Este modo de abrir la puerta fue causa de que, aunque franca ya la entrada, todavía no se le viese. Hubo primero que girar lentamente contra una de las hojas de la puerta, con gran cuidado para no caerse bruscamente de espaldas en el umbral. Y aún estaba ocupado en llevar a cabo tan difícil movimiento, sin tiempo para pensar en otra cosa, cuando sintió un ¡oh! del principal, que sonó como suena el mugido del viento, y vio a este señor, el más inmediato a la puerta, taparse la boca con la mano y retroceder lentamente, como impulsado mecánicamente por una fuerza invisible.

La madre - que, a pesar de la presencia del principal, estaba allí despeinada, con el pelo enredado en lo alto del cráneo - miró primero a Gregorio, juntando las manos, avanzó luego dos pasos hacia él, y se desplomó por fin, en medio de sus faldas esparcidas en torno suyo, con el rostro oculto en las profundidades del pecho. El padre amenazó con el puño, con expresión hostil, cual si quisiera empujar a Gregorio hacia el interior de la habitación; volvióse luego, saliendo con paso inseguro al recibimiento, y, cubriéndose los ojos con las manos, rompió a llorar de tal modo, que el llanto sacudía su robusto pecho.

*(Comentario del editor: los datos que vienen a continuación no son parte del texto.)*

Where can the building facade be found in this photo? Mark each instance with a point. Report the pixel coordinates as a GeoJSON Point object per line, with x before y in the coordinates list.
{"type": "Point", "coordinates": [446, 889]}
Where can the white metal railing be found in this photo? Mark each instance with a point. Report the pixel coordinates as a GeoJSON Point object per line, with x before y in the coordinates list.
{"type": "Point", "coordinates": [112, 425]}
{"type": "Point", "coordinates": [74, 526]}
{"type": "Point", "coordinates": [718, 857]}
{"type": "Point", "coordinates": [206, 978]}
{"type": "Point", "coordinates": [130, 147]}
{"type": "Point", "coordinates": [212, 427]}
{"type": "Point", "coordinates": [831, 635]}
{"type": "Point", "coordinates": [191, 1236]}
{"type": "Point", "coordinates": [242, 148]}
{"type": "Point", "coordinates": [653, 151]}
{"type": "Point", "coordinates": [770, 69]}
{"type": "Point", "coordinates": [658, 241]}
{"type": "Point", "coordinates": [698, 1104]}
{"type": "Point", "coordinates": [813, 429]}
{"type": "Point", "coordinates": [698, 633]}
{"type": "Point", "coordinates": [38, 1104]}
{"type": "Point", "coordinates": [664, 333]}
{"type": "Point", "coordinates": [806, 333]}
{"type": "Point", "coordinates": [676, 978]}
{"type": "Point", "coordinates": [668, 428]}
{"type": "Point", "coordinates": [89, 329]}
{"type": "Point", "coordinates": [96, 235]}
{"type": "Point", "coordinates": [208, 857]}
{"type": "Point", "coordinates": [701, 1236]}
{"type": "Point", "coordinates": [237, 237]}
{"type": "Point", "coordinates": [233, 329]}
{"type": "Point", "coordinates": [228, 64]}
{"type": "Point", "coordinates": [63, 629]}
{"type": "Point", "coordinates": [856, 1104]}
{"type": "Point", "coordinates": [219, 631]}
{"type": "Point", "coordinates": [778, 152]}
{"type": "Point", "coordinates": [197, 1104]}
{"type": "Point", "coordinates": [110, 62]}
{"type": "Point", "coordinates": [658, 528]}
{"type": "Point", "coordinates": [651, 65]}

Gregorio, pues, no llegó a penetrar en la habitación; desde el interior de la suya permaneció apoyado en la hoja cerrada de la puerta, de modo que solo presentaba la mitad superior del cuerpo, con la cabeza inclinada de medio lado, espiando a los circunstantes. En esto, había ido clareando, y en la acera opuesta se recortaba nítido un trozo del edificio negruzco de enfrente. Era un hospital, cuya monótona fachada rompían simétricas ventanas. La lluvia no había cesado, pero caía ya en goterones aislados, que se veían llegar distintamente al suelo. Sobre la mesa estaban los utensilios del servicio de desayuno, pues, para el padre, era ésta la comida principal del día, que gustaba de prolongarse con la lectura de varios periódicos. En el lienzo de pared que daba justo frente a Gregorio, colgaba un retrato de éste, hecho durante su servicio militar, y que le representaba con uniforme de teniente, la mano puesta en la espalda, sonriendo despreocupadamente, con un aire que parecía exigir respeto para su indumento y su actitud. Esa habitación daba al recibimiento; por la puerta abierta veíase la del piso, también abierta, el rellano de la escalera y el arranque de esta última, que conducía a los pisos inferiores.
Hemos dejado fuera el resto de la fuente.